Blind massage therapists fight for their right to work.




The Korea Herald, South Korea.
Monday, June 05, 2006.




The visually impaired have been fighting a desperate battle to retain their exclusive right to the massage profession since the Constitutional Court ruled last month that only granting massage licenses to the blind is unconstitutional.


The visually impaired and their advocacy organizations have staged demonstrations across the country calling for the withdrawal of the judgment, which they regard as threatening their livelihood.


"We, with support from the 50 million Korean people, are indignant over the Constitutional Court's decision that has frustrated the living of the visually impaired," the Korea Massager Association said yesterday during a press conference at the National Assembly.


Rep. Jang Hyang-sook of the ruling Uri Party, who is also the president of the Korea Sports Association for the Disabled, and Rep. Jung Hwa-won of the main opposition Grand National Party offered their support.


"We're planning to submit a revised medical bill that would include the exclusive right to the massage profession for the visually impaired and their family," Jung said.


Advocacy organizations nationwide are also planning to stage a massive rally in Seoul on Wednesday, where hundreds of thousands of the visually impaired are expected to show up.


On Sunday, a visually handicapped man was found dead after jumping from his Seoul apartment in an apparent suicide. The 42-year-old man worked as a massage therapist and was reportedly deeply upset by the ruling.

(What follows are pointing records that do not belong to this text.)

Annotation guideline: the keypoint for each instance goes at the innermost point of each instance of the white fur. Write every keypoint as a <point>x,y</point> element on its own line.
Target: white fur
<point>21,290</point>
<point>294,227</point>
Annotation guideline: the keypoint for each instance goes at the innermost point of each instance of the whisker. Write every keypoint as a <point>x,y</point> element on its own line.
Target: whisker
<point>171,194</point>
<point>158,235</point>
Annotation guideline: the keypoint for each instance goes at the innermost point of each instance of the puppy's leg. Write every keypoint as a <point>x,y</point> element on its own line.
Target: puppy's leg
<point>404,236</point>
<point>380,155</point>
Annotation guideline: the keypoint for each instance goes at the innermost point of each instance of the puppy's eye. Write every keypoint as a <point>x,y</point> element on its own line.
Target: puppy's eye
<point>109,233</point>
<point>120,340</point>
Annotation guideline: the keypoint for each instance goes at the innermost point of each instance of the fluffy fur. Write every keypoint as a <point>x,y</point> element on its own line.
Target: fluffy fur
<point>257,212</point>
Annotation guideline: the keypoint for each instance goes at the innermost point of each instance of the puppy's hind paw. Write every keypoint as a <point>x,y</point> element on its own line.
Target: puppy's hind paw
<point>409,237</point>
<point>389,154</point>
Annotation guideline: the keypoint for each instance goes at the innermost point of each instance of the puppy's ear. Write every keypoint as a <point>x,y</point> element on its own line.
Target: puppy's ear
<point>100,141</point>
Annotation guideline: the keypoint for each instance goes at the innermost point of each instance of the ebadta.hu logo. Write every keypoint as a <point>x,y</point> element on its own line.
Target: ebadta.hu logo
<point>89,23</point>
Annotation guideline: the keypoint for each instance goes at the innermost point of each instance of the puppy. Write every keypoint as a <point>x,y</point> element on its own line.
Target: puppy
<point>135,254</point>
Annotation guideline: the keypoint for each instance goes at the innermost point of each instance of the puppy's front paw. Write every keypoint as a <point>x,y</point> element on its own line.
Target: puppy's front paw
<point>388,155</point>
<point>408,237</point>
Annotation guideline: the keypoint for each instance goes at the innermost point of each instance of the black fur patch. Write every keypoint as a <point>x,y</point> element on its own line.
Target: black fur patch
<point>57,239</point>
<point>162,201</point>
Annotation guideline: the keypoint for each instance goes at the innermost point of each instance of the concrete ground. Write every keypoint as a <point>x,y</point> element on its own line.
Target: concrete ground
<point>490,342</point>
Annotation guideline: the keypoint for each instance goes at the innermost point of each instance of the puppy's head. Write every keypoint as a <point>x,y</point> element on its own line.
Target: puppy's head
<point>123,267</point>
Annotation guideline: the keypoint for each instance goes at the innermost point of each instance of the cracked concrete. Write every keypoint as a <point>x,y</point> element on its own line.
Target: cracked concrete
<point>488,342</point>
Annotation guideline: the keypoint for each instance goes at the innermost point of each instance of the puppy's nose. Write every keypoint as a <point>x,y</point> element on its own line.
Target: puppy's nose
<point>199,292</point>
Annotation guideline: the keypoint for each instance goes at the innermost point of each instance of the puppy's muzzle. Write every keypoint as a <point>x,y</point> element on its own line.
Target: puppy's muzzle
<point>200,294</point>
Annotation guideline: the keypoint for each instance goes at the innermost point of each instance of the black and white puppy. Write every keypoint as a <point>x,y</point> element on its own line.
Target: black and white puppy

"One visually impaired gentleman left us after he was angered by the court's decision," the association said. "How could other people's freedom of choosing jobs be more important than a blind's right to live?"


GNP spokesman Lee Ke-jin also said the government should hurry to come up with measures to prevent a repeat of the unfortunate incident.


To help the disabled, the government had originally granted massage licenses only to the visually impaired.


There are some 6,500 of them working in more than 1,000 legal massage parlors across the country, according to the Ministry of Health and Welfare.


On May 25, the Constitutional Court ruled that the decades-old regulation unconstitutionally infringes on the freedom of other citizens to choose jobs.


"Although it is legislatively justified to protect people with visual problems and their living, it blocks other people from getting certain employment, which is unreasonable and inappropriate," the court ruled.


The ruling triggered a wave of protests from the blind massage therapists and sympathetic citizens.


Last week, hundreds staged street protests, and some occupied a bridge across the Han River in Seoul, jumping into the water in suicide attempts. All were immediately rescued by police at the scene.


Several dozen blind people also jumped on to a subway track at a station in Seoul, blocking train operations for about an hour, demanding the government ensured their job security.


Hundreds of citizens have posted appeals on the court's website, demanding the judges' reconsideration of their ruling and urging the government to come up with alternative measures to protect their livelihood.


"If you, judge, were visually impaired, you wouldn't make this decision. Please reconsider this," a person wrote on the board of the website.


Some say the ruling would only create more immoral establishments across the country, and that it was an "irresponsible" court decision.


"There should have been a countermeasure before abolishing a law that affects the nation this much. This is very irresponsible behavior," one wrote on the court's website.